UDS, you aren’t being particularly helpful, which is to say you aren’t being helpful at all.
We don’t really care about getting strawberry juice directly. We care about why it’s difficult to get strawberry juice pre-made, and why it’s so damned expensive when we can find the stuff.
Any monkey knows how to juice a strawberry, and, apparently, so do you. Good job. Just take that commentary someplace else.
Roland, I think it’s most directly related to a lack of demand. Very few people grew up drinking strawberry juice like they grew up with orange juice or apple juice, for example, and so few people would even think of looking for it.
But why is there no demand? Possibly because juice machines (at the industrial scale) don’t like working with pulpy food that reduces to slush. But oranges are pulpy and reduce to slush, and we can effectively make pulp-free orange juice (for heathen bastards ;)).
And this doesn’t tell us why strawberry juice is a common mixture in juice cocktails, or why strawberry wine is so popular, and yet we still have a time finding pure strawberry juice.
Maybe it’s related to how sweet strawberry juice is. Apples and oranges and even grapes probably have a lower sugar content than strawberries, and making a syrupy juice would go against the national palate. Or what the companies think the national palate is, which is the same thing. This sweetness would explain its presence in cocktails, since it would be an easy way to naturally sweeten otherwise tart or ascerbic drinks.
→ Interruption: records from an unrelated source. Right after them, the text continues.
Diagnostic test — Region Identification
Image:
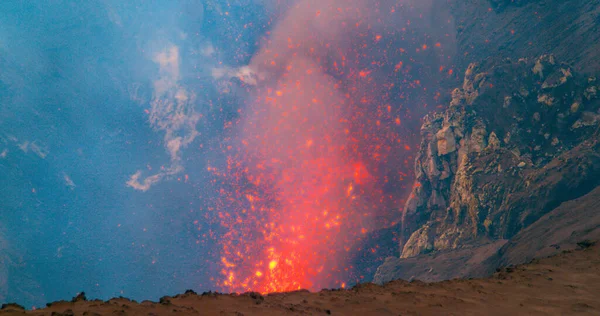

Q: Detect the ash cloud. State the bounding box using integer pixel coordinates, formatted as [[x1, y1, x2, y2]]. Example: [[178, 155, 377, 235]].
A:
[[127, 45, 201, 191], [218, 0, 454, 286]]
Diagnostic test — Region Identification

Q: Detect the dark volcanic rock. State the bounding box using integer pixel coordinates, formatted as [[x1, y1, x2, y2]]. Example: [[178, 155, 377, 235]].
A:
[[373, 187, 600, 284], [450, 0, 600, 73], [400, 55, 600, 258]]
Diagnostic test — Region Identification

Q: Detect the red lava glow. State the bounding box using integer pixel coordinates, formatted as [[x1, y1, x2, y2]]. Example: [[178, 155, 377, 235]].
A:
[[209, 0, 450, 293]]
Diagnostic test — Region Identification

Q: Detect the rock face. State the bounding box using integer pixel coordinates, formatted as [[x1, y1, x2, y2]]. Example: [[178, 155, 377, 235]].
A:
[[373, 187, 600, 284], [448, 0, 600, 74], [400, 55, 600, 258]]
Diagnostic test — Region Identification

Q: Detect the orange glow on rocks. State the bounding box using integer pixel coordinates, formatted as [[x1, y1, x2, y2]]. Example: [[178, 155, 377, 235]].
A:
[[208, 0, 454, 293]]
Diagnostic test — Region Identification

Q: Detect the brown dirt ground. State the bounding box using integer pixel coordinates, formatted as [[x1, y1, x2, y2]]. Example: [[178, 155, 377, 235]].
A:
[[0, 245, 600, 316]]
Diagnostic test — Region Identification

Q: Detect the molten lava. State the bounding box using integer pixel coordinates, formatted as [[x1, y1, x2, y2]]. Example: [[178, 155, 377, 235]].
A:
[[210, 0, 454, 293]]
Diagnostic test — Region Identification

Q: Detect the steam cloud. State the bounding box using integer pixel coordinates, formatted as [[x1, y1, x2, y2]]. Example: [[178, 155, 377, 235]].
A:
[[218, 0, 453, 291], [127, 45, 201, 191]]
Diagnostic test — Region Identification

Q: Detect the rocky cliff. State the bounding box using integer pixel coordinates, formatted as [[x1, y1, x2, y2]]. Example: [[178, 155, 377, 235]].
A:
[[401, 55, 600, 258], [447, 0, 600, 74]]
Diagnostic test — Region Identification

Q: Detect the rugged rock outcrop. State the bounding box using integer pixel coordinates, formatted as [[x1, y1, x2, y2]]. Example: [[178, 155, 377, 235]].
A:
[[374, 55, 600, 283], [400, 55, 600, 258], [373, 187, 600, 284]]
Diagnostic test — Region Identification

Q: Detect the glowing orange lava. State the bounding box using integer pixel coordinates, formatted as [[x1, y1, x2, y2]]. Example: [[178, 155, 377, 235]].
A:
[[209, 1, 454, 293]]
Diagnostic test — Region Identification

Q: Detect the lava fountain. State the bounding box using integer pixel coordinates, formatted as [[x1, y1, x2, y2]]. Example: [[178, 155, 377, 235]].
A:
[[210, 0, 454, 293]]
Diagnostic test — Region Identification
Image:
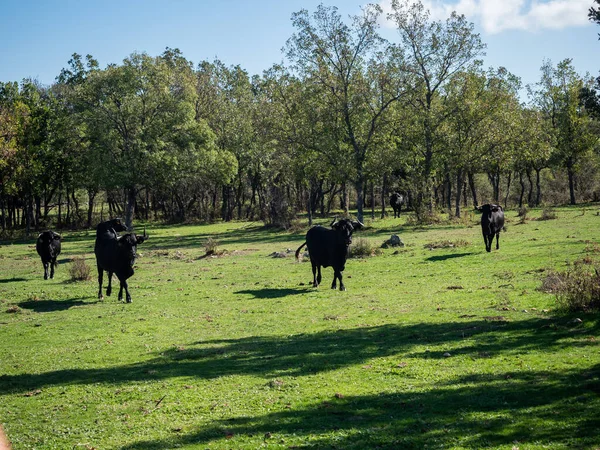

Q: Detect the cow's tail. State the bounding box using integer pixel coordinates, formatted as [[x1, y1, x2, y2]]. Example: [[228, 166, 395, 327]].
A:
[[296, 242, 306, 259]]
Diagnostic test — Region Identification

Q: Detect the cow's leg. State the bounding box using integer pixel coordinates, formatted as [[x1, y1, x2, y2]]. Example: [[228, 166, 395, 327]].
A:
[[483, 232, 491, 252], [119, 280, 131, 303], [338, 270, 346, 291], [106, 271, 112, 297], [98, 266, 104, 300]]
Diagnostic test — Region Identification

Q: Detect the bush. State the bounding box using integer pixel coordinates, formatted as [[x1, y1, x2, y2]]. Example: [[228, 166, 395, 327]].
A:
[[348, 238, 379, 258], [540, 208, 557, 220], [204, 237, 219, 255], [542, 264, 600, 311], [423, 239, 471, 250], [69, 256, 91, 281], [517, 206, 529, 223]]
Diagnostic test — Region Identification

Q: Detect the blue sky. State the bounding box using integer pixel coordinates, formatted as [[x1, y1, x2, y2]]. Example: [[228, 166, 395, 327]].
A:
[[0, 0, 600, 93]]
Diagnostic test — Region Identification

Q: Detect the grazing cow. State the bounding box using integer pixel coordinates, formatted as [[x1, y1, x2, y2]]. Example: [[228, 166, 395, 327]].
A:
[[35, 230, 62, 280], [296, 219, 364, 291], [94, 219, 148, 303], [477, 204, 504, 252], [390, 192, 406, 219]]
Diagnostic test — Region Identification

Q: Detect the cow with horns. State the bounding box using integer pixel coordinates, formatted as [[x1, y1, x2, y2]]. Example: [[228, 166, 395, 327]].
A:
[[477, 204, 504, 252], [94, 219, 148, 303], [35, 230, 62, 280], [296, 219, 364, 291], [390, 192, 406, 219]]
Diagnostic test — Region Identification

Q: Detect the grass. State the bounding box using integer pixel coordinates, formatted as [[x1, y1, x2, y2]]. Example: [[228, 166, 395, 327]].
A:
[[0, 208, 600, 450]]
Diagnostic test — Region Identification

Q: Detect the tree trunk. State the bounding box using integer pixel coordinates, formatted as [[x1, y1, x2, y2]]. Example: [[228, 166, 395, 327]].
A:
[[567, 160, 577, 205], [381, 174, 387, 219], [371, 181, 375, 220], [527, 169, 533, 205], [125, 186, 137, 230], [504, 172, 512, 209], [448, 169, 463, 217], [535, 169, 542, 206], [519, 172, 525, 208], [87, 189, 96, 228], [467, 172, 479, 208]]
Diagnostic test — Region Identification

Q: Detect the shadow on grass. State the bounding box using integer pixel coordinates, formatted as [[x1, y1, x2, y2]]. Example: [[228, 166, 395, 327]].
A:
[[0, 316, 600, 450], [235, 288, 311, 298], [425, 252, 474, 262], [0, 277, 27, 284], [121, 365, 600, 450], [18, 298, 96, 313], [0, 316, 600, 395]]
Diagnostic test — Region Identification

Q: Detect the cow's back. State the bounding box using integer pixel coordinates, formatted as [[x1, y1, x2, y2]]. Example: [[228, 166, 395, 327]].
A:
[[306, 225, 346, 267]]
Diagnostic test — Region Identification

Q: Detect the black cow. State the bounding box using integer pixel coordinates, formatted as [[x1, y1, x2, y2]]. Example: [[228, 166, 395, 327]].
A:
[[477, 204, 504, 252], [35, 230, 62, 280], [94, 219, 148, 303], [390, 192, 406, 219], [296, 219, 364, 291]]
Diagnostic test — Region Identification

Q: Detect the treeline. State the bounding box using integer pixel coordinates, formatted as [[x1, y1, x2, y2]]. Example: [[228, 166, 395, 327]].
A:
[[0, 2, 600, 232]]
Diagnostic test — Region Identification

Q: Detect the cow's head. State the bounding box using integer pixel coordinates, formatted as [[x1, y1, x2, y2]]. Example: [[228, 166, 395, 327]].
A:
[[108, 217, 127, 233], [331, 218, 364, 246], [38, 230, 62, 244], [476, 203, 502, 215], [134, 227, 148, 244]]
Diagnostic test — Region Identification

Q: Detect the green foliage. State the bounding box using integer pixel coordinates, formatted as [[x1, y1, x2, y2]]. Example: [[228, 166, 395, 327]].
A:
[[543, 261, 600, 312], [0, 208, 600, 450], [204, 237, 219, 255], [69, 256, 91, 281], [348, 238, 381, 258]]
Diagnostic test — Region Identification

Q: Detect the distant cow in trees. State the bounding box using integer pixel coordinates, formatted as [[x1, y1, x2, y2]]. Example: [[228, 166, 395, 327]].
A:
[[94, 219, 148, 303], [35, 230, 62, 280], [477, 204, 504, 252], [390, 192, 406, 219], [296, 219, 364, 291]]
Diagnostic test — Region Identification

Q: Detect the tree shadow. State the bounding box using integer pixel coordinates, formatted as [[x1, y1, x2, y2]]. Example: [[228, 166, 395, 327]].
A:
[[425, 252, 474, 262], [0, 277, 27, 284], [235, 288, 310, 299], [18, 297, 97, 313], [0, 314, 600, 394], [121, 365, 600, 450]]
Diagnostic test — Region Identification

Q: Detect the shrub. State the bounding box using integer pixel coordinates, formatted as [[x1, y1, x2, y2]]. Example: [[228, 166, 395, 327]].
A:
[[542, 264, 600, 311], [204, 237, 219, 255], [423, 239, 471, 250], [348, 238, 378, 258], [540, 208, 557, 220], [69, 256, 91, 281], [517, 206, 529, 224]]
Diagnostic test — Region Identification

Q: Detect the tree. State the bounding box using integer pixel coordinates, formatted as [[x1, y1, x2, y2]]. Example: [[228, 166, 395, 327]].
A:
[[76, 49, 213, 227], [588, 0, 600, 39], [287, 5, 407, 221], [388, 0, 485, 214], [529, 59, 597, 205]]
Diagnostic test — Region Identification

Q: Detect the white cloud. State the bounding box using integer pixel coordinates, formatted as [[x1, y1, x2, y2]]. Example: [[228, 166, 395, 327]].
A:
[[380, 0, 593, 34]]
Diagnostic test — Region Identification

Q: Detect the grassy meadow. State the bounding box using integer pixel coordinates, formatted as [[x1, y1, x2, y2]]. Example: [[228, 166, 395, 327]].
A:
[[0, 205, 600, 450]]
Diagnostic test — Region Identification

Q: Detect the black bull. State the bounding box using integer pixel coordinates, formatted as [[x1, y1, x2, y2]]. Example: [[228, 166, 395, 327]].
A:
[[35, 230, 62, 280], [390, 192, 406, 219], [477, 204, 504, 252], [296, 219, 363, 291], [94, 219, 148, 303]]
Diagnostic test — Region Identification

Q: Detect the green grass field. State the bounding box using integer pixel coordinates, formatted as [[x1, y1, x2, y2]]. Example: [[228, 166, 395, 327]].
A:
[[0, 206, 600, 450]]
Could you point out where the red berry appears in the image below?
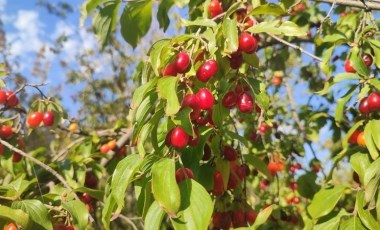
[84,172,98,189]
[222,91,237,109]
[259,124,271,134]
[26,112,43,128]
[268,161,278,176]
[223,145,237,161]
[272,76,282,86]
[240,164,251,177]
[0,90,7,104]
[237,92,255,113]
[212,212,231,230]
[212,171,224,196]
[3,223,18,230]
[197,88,214,110]
[239,33,257,53]
[174,51,190,73]
[170,127,189,149]
[0,125,13,139]
[197,60,218,82]
[5,90,18,107]
[292,196,300,204]
[100,144,110,154]
[162,63,178,76]
[289,182,298,190]
[188,128,200,147]
[367,92,380,112]
[208,0,223,18]
[229,54,243,69]
[359,97,370,114]
[202,144,211,161]
[175,168,194,183]
[42,111,54,126]
[348,130,360,144]
[80,193,92,204]
[115,146,127,158]
[362,54,373,67]
[12,152,22,163]
[232,210,246,228]
[245,210,257,225]
[181,94,201,120]
[344,60,356,73]
[260,180,270,190]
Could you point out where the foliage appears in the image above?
[0,0,380,229]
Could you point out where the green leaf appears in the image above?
[79,0,105,27]
[350,47,369,77]
[172,107,193,136]
[152,158,181,217]
[333,73,362,84]
[364,120,379,160]
[132,91,157,143]
[369,39,380,69]
[157,77,180,116]
[243,154,272,179]
[181,18,218,28]
[297,172,321,199]
[335,85,357,126]
[212,103,230,127]
[92,0,120,49]
[102,154,142,229]
[313,209,350,230]
[110,154,142,212]
[12,200,53,230]
[255,90,270,110]
[247,20,306,36]
[355,191,380,229]
[339,216,366,230]
[144,201,165,230]
[120,0,153,48]
[62,200,89,229]
[350,153,370,183]
[222,18,239,53]
[174,0,190,8]
[322,33,347,43]
[342,120,364,149]
[319,46,336,77]
[149,39,170,76]
[252,205,273,229]
[171,180,214,230]
[131,79,157,109]
[0,205,29,229]
[368,120,380,149]
[368,78,380,91]
[248,3,287,16]
[307,185,347,219]
[157,0,174,31]
[243,52,260,68]
[364,158,380,202]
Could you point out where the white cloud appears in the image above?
[0,0,7,12]
[5,9,43,56]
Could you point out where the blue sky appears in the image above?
[0,0,341,174]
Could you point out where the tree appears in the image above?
[0,0,380,229]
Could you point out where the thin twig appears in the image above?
[268,34,323,62]
[111,213,138,230]
[312,0,380,10]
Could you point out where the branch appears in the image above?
[0,139,80,200]
[312,0,380,10]
[268,34,323,62]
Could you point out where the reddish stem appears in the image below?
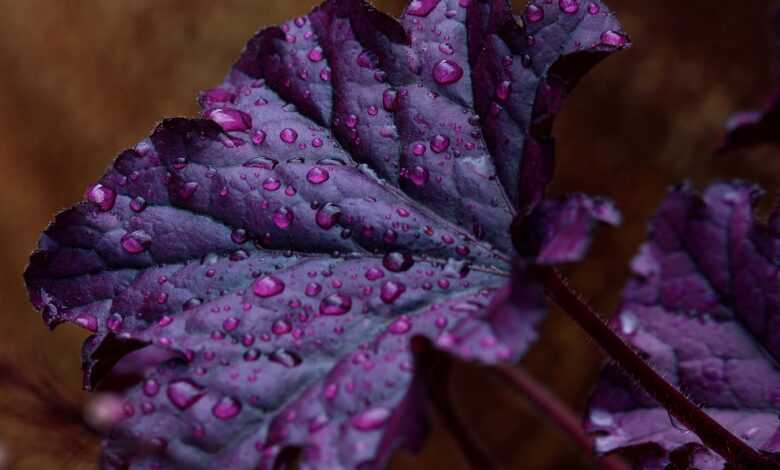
[542,267,778,470]
[495,365,628,470]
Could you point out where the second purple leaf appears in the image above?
[587,182,780,470]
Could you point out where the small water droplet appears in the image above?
[211,396,241,420]
[433,59,463,85]
[252,276,284,298]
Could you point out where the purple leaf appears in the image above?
[587,182,780,470]
[718,8,780,152]
[26,0,627,468]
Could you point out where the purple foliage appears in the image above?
[587,182,780,470]
[26,0,628,468]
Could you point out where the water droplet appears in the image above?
[387,317,412,335]
[431,134,450,153]
[303,282,322,297]
[130,196,146,212]
[120,230,152,255]
[211,397,241,420]
[351,407,390,431]
[601,30,628,47]
[307,46,325,62]
[274,207,295,228]
[379,281,406,304]
[433,59,463,85]
[306,166,330,184]
[279,127,298,144]
[271,320,292,336]
[496,80,512,101]
[203,108,252,131]
[320,294,352,316]
[252,276,284,298]
[263,176,282,191]
[84,183,116,212]
[525,4,544,23]
[558,0,580,15]
[314,202,341,230]
[382,251,414,273]
[382,88,398,112]
[165,379,206,410]
[408,166,430,186]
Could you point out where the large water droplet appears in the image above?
[252,276,284,298]
[273,207,295,228]
[558,0,580,15]
[601,30,628,47]
[279,127,298,144]
[433,59,463,85]
[165,379,206,410]
[211,397,241,420]
[525,4,544,23]
[84,183,116,212]
[306,166,330,184]
[320,294,352,316]
[203,108,252,131]
[406,0,439,16]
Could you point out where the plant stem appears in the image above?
[412,338,499,470]
[541,267,778,470]
[495,365,628,470]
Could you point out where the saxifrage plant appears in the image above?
[19,0,780,469]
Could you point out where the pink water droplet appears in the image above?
[252,129,265,145]
[271,320,292,336]
[408,166,430,186]
[601,30,628,47]
[433,59,463,85]
[320,294,352,316]
[431,134,450,153]
[379,281,406,304]
[307,46,325,62]
[120,230,152,255]
[382,88,398,112]
[387,317,412,335]
[558,0,580,15]
[252,276,284,298]
[525,4,544,23]
[279,127,298,144]
[496,80,512,101]
[350,407,391,431]
[303,282,322,297]
[84,183,116,212]
[211,397,241,420]
[306,166,330,184]
[165,379,206,410]
[263,176,282,191]
[273,207,295,229]
[203,108,252,131]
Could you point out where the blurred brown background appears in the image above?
[0,0,780,469]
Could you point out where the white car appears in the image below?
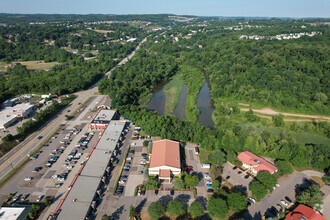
[37,195,44,202]
[248,197,256,204]
[281,199,288,206]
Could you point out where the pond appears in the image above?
[146,80,214,128]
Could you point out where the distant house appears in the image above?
[285,204,326,220]
[149,140,181,182]
[89,109,119,130]
[237,151,278,175]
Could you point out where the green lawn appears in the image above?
[239,123,330,145]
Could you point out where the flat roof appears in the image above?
[96,121,126,151]
[92,109,116,123]
[57,121,126,220]
[57,176,101,220]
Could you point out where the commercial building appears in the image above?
[285,204,326,220]
[0,204,32,220]
[149,140,181,182]
[0,103,35,129]
[237,151,278,175]
[55,120,126,220]
[89,109,119,130]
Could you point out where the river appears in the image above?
[146,80,214,128]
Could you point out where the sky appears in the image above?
[0,0,330,18]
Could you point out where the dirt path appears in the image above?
[241,108,330,121]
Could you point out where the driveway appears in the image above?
[222,162,253,194]
[243,172,309,220]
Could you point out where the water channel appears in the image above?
[146,80,214,128]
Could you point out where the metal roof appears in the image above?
[57,121,126,220]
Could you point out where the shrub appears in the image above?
[148,202,165,219]
[167,200,186,217]
[188,202,205,218]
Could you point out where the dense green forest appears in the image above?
[100,16,330,173]
[0,14,330,170]
[0,16,145,103]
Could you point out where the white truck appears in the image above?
[201,163,211,169]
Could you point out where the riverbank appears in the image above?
[165,74,184,115]
[179,64,205,122]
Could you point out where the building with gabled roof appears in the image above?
[285,204,326,220]
[149,139,181,181]
[237,151,278,175]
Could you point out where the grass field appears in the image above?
[239,123,330,145]
[180,64,205,122]
[165,74,184,114]
[0,60,58,71]
[94,30,114,34]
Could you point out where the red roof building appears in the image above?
[285,204,326,220]
[149,140,181,180]
[237,151,278,175]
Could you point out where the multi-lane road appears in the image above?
[0,38,147,182]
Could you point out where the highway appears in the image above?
[0,38,147,182]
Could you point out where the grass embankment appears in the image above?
[93,29,115,34]
[239,123,329,145]
[0,125,62,188]
[179,64,205,122]
[165,74,184,114]
[69,96,95,117]
[112,147,130,195]
[0,60,58,71]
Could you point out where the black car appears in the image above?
[285,196,292,203]
[207,189,214,193]
[269,206,278,216]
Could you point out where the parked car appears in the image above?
[13,194,22,202]
[37,195,44,202]
[281,199,288,206]
[206,189,214,193]
[21,193,30,201]
[248,197,256,204]
[30,154,38,160]
[285,196,292,203]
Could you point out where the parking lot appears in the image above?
[222,162,253,196]
[244,172,311,219]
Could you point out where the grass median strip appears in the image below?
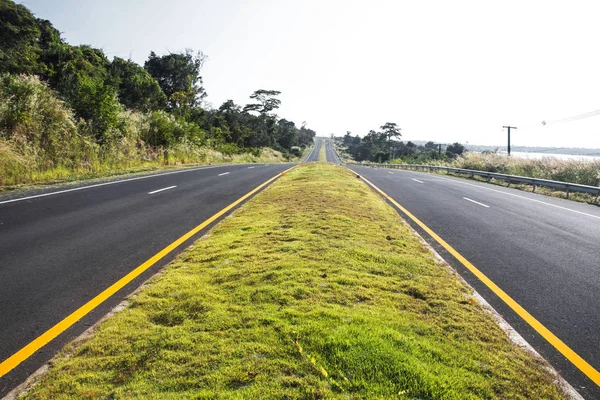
[319,140,327,162]
[26,164,565,399]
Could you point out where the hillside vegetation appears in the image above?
[25,163,566,400]
[0,0,315,188]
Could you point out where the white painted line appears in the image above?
[148,185,177,194]
[463,197,490,208]
[433,176,600,219]
[0,165,224,204]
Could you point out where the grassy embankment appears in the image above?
[384,153,600,204]
[26,164,565,400]
[0,141,290,192]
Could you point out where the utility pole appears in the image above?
[503,126,517,156]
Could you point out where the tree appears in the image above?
[446,142,466,157]
[244,89,281,115]
[380,122,402,158]
[0,0,40,74]
[144,49,206,115]
[110,57,167,111]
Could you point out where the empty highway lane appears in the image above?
[325,139,342,164]
[304,138,323,162]
[0,164,291,396]
[350,166,600,399]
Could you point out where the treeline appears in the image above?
[0,0,316,184]
[338,122,466,163]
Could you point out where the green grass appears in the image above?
[319,140,327,162]
[25,164,566,400]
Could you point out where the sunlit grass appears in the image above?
[0,145,296,191]
[319,140,327,162]
[27,164,565,400]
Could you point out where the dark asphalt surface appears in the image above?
[325,139,342,164]
[304,138,323,162]
[350,166,600,399]
[0,163,292,397]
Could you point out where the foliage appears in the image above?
[0,0,316,188]
[144,49,206,115]
[244,89,281,115]
[110,57,167,111]
[450,152,600,186]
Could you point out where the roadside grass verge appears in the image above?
[0,148,290,193]
[25,164,566,400]
[319,140,327,162]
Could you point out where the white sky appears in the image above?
[16,0,600,148]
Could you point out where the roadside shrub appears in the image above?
[449,153,600,186]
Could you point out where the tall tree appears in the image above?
[381,122,402,158]
[0,0,40,74]
[110,57,167,111]
[144,49,206,115]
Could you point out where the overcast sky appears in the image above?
[21,0,600,148]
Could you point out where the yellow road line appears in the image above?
[352,171,600,386]
[0,166,295,377]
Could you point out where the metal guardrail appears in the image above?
[353,163,600,202]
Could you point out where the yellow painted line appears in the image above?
[0,166,296,377]
[352,171,600,386]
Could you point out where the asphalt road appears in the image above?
[350,166,600,399]
[325,139,342,164]
[0,163,292,397]
[304,138,323,162]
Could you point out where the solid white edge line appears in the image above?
[0,165,224,204]
[433,176,600,219]
[148,185,177,194]
[463,197,490,208]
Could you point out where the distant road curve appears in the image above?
[304,138,322,162]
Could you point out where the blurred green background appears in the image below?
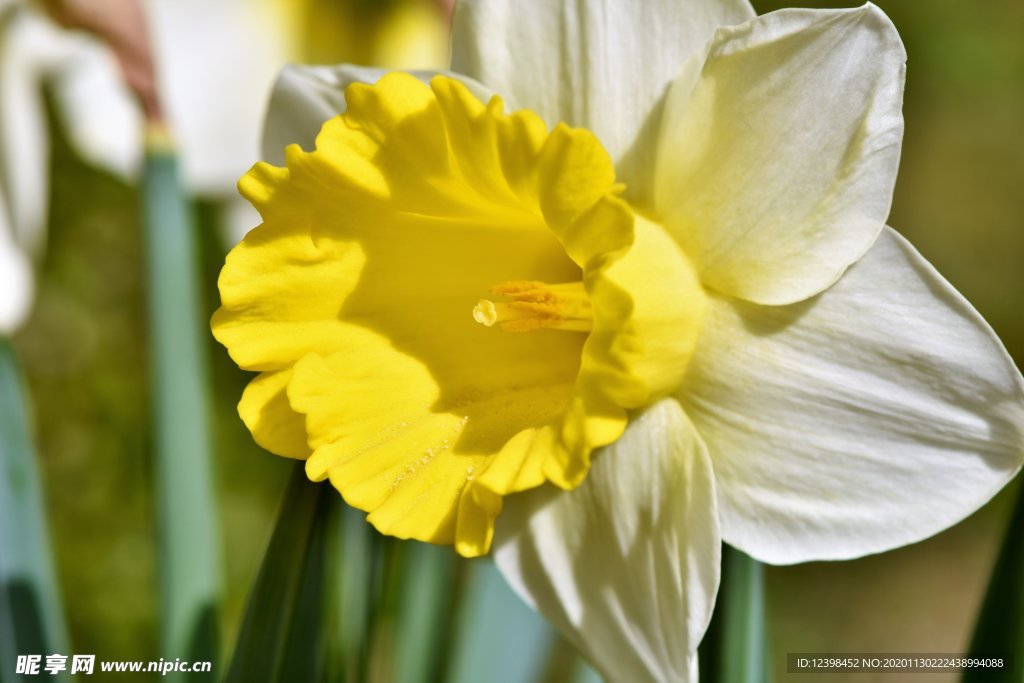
[6,0,1024,683]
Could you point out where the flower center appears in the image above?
[473,280,594,332]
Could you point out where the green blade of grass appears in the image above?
[225,463,329,683]
[698,546,771,683]
[962,477,1024,683]
[143,145,221,680]
[0,335,72,683]
[394,541,456,683]
[443,560,556,683]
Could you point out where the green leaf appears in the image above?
[443,560,556,683]
[698,545,771,683]
[962,477,1024,683]
[225,463,329,683]
[143,145,221,680]
[0,336,72,683]
[394,541,457,683]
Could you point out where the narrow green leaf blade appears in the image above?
[962,477,1024,683]
[394,541,457,683]
[0,335,72,683]
[699,546,771,683]
[143,144,221,678]
[225,463,327,683]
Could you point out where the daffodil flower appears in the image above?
[213,0,1024,681]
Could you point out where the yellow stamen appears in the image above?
[473,280,594,332]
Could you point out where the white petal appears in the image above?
[495,399,720,682]
[679,228,1024,564]
[0,11,52,254]
[263,65,492,165]
[656,4,906,304]
[0,191,35,335]
[53,34,142,179]
[145,0,290,196]
[452,0,754,208]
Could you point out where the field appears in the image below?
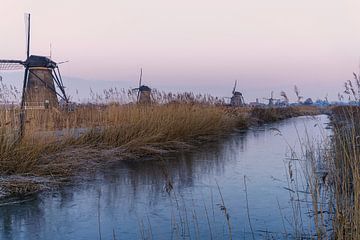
[0,96,318,200]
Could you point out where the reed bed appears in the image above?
[330,107,360,239]
[0,85,315,197]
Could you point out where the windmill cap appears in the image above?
[139,85,151,92]
[24,55,56,68]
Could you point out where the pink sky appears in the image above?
[0,0,360,101]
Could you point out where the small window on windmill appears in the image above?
[44,100,50,109]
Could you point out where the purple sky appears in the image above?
[0,0,360,101]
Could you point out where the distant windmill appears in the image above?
[280,91,289,105]
[294,85,304,103]
[133,68,151,104]
[230,80,245,107]
[264,91,280,106]
[0,14,69,134]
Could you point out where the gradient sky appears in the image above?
[0,0,360,101]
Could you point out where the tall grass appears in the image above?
[0,83,320,198]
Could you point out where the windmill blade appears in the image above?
[24,13,30,58]
[0,60,24,71]
[139,68,142,88]
[56,60,70,65]
[233,80,237,94]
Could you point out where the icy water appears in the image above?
[0,116,329,240]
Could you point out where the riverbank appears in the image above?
[328,107,360,239]
[0,104,319,198]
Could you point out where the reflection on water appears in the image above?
[0,116,328,239]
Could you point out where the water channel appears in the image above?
[0,115,330,240]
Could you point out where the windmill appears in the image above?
[264,91,280,106]
[0,14,69,111]
[133,68,151,104]
[230,80,245,107]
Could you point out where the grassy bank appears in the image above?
[0,103,317,199]
[331,107,360,239]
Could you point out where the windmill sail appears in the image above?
[0,59,24,71]
[24,13,31,58]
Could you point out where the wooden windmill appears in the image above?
[0,14,69,136]
[133,68,151,104]
[230,80,245,107]
[264,91,280,106]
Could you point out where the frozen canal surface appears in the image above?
[0,115,329,240]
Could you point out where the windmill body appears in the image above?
[0,14,68,110]
[133,68,151,104]
[138,85,151,104]
[230,81,245,107]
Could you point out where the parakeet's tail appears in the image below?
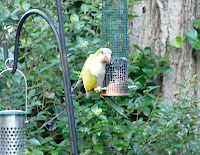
[101,96,128,118]
[72,79,83,94]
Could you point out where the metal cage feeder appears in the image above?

So, the real reason? I’m guessing it’s why we eat (and don’t eat) a lot of things: historical accident ossified by the market economy. We are good at making things we know we want. (Too good, perhaps, to judge from reports on obesity.) We aren’t so good at making things we don’t know we want, because it requires an initial outlay that only a few companies can afford. And if those companies don’t see a good reason to invest in something, it won’t get done on a large enough scale to make it economically worthwhile.